Le chef de la police kényane menace d'arrêter les journalistes faisant état de la désorganisation des forces de sécurité durant l'attaque en septembre du centre commercial Westgate de Nairobi et des pillages dont elles sont accusées, ont rapporté jeudi les médias kényans.

L'Inspecteur général de la police, David Kimaiyo, a rappelé aux journalistes qu'il était "clair qu'il existe des limites" à la liberté d'expression, les accusant d'inciter au soulèvement contre les autorités, selon des extraits de la conférence de presse diffusés par des médias kényans.

Selon M. Kimaiyo, la loi stipule que "vous ne devez pas inciter au soulèvement des Kényans, vous ne devez pas faire ou diffuser des déclarations qui s'apparentent à des discours de haine et vous ne devez pas faire de déclarations ou d'articles qui peuvent menacer la vie de quelqu'un".

"Nous examinons la loi très attentivement pour ces personnes, qui d'une façon ou d'une autre pourraient avoir commis des infractions (...) ils seront prochainement appréhendés et déférés devant un tribunal et ils en assumeront les conséquences", a-t-il lancé.
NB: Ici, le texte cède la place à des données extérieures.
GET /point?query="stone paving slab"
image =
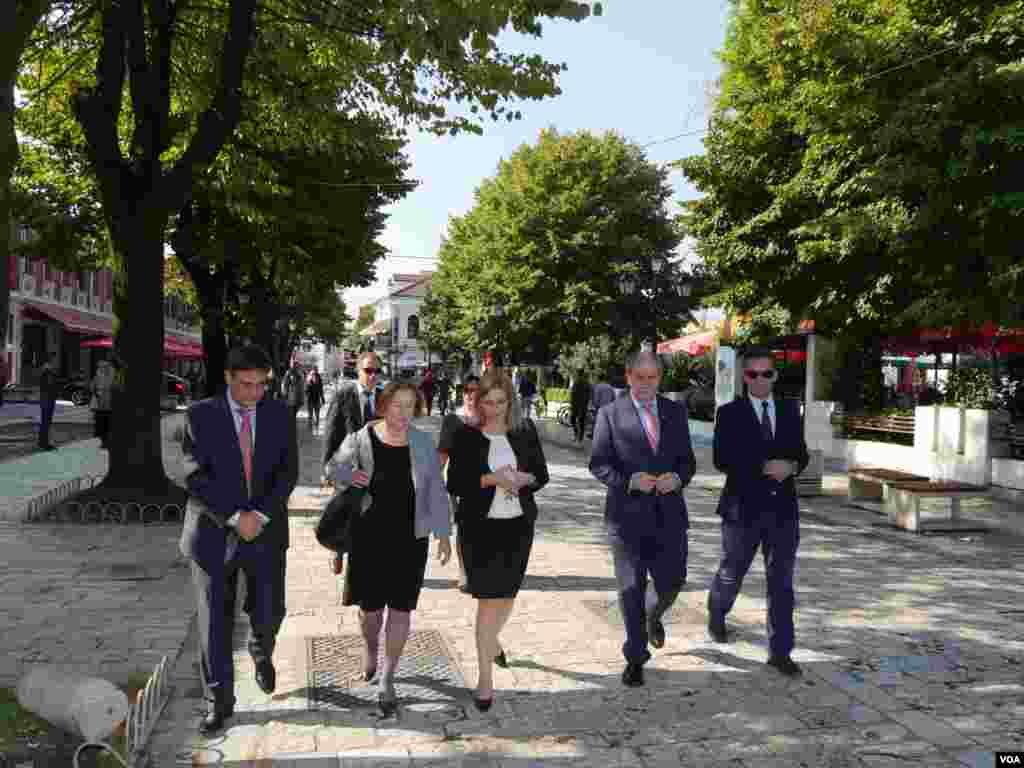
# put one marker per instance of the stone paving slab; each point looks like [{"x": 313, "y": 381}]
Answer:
[{"x": 910, "y": 647}]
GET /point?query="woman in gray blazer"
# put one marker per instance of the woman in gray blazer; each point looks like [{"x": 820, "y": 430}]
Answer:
[{"x": 404, "y": 503}]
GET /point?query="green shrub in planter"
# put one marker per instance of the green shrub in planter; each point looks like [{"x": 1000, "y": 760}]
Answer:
[{"x": 556, "y": 394}]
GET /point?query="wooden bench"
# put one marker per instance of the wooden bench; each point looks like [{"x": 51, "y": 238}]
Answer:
[
  {"x": 873, "y": 482},
  {"x": 903, "y": 500}
]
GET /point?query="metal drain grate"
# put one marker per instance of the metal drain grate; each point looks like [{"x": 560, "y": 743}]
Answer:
[{"x": 427, "y": 673}]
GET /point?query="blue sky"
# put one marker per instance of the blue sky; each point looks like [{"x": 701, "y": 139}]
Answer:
[{"x": 643, "y": 69}]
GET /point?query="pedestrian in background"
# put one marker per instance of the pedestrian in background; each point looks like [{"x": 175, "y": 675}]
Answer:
[
  {"x": 102, "y": 401},
  {"x": 49, "y": 390},
  {"x": 404, "y": 503},
  {"x": 642, "y": 452},
  {"x": 443, "y": 393},
  {"x": 579, "y": 404},
  {"x": 353, "y": 406},
  {"x": 759, "y": 443},
  {"x": 495, "y": 471},
  {"x": 314, "y": 396},
  {"x": 468, "y": 419},
  {"x": 427, "y": 388},
  {"x": 294, "y": 385}
]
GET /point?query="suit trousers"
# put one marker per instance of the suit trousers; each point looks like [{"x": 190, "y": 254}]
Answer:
[
  {"x": 216, "y": 588},
  {"x": 666, "y": 565},
  {"x": 778, "y": 542}
]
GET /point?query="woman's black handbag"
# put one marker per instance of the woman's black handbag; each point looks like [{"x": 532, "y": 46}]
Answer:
[{"x": 334, "y": 530}]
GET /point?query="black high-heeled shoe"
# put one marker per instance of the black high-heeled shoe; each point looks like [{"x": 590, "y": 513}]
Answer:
[
  {"x": 387, "y": 705},
  {"x": 482, "y": 705}
]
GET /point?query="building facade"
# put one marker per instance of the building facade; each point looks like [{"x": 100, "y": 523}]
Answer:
[
  {"x": 69, "y": 315},
  {"x": 396, "y": 323}
]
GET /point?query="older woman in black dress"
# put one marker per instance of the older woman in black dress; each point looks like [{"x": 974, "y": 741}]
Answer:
[
  {"x": 404, "y": 504},
  {"x": 495, "y": 471}
]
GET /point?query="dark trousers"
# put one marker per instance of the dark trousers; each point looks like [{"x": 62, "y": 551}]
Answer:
[
  {"x": 101, "y": 426},
  {"x": 579, "y": 418},
  {"x": 216, "y": 589},
  {"x": 46, "y": 407},
  {"x": 667, "y": 566},
  {"x": 778, "y": 544}
]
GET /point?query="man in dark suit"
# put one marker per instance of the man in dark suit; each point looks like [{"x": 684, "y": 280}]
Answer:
[
  {"x": 759, "y": 443},
  {"x": 642, "y": 453},
  {"x": 353, "y": 404},
  {"x": 242, "y": 465}
]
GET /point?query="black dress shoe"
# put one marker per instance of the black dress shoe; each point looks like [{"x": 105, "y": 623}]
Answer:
[
  {"x": 217, "y": 712},
  {"x": 266, "y": 677},
  {"x": 633, "y": 675},
  {"x": 655, "y": 632},
  {"x": 718, "y": 632},
  {"x": 785, "y": 666},
  {"x": 387, "y": 704}
]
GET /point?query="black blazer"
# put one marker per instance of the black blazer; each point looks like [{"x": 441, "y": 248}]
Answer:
[
  {"x": 216, "y": 478},
  {"x": 740, "y": 451},
  {"x": 343, "y": 418},
  {"x": 468, "y": 463}
]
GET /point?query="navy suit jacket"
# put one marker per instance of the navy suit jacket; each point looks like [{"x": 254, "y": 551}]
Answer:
[
  {"x": 740, "y": 452},
  {"x": 216, "y": 479},
  {"x": 621, "y": 449}
]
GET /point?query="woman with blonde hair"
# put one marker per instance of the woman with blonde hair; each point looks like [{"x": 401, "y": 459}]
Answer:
[
  {"x": 403, "y": 504},
  {"x": 495, "y": 471}
]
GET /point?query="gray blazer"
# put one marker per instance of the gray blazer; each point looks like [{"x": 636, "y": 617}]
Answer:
[{"x": 356, "y": 452}]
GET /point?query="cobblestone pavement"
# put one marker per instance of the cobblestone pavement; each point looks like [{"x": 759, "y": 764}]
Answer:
[{"x": 910, "y": 645}]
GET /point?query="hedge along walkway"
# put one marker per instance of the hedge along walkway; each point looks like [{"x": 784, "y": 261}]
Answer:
[{"x": 28, "y": 477}]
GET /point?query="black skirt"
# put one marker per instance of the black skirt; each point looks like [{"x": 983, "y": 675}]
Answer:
[
  {"x": 495, "y": 553},
  {"x": 387, "y": 562}
]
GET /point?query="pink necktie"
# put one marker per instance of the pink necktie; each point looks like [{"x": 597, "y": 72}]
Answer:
[
  {"x": 246, "y": 443},
  {"x": 648, "y": 416}
]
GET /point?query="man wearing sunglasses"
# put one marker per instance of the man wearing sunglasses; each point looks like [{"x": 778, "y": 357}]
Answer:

Deux journalistes d'investigation de la télévision kényane KTN - qui a, comme les autres médias kényans et internationaux, largement couvert les accusations de pillage du centre commercial par les forces kényanes qui ont affronté le commando islamiste - ont été nommément cités parmi les reporters visés, selon les médias kényans.

Les patrons de nombreuses boutiques du Westgate - notamment une bijouterie ou des magasins de téléphonie mobile ou de matériel électronique - ont indiqué que leurs magasins avaient été totalement pillés.

D'autres ont affirmé que des biens de valeur (ordinateurs, argent, téléphones portables, etc) laissés dans leur magasin -fermé à clé quand ils sont parvenus à s'enfuir du centre commercial- avaient disparu quand ils ont été autorisés à y retourner, plusieurs jours après la fin des 80 heures de sièges.

Selon un bilan officiel, l'attaque du Westgate fin septembre a fait 67 morts.Une vingtaine de personnes sont encore disparues, leur corps pouvant se trouver encore sous les décombres d'une partie du bâtiment qui s'est effondrée lors des affrontements entre assaillants et forces de l'ordre.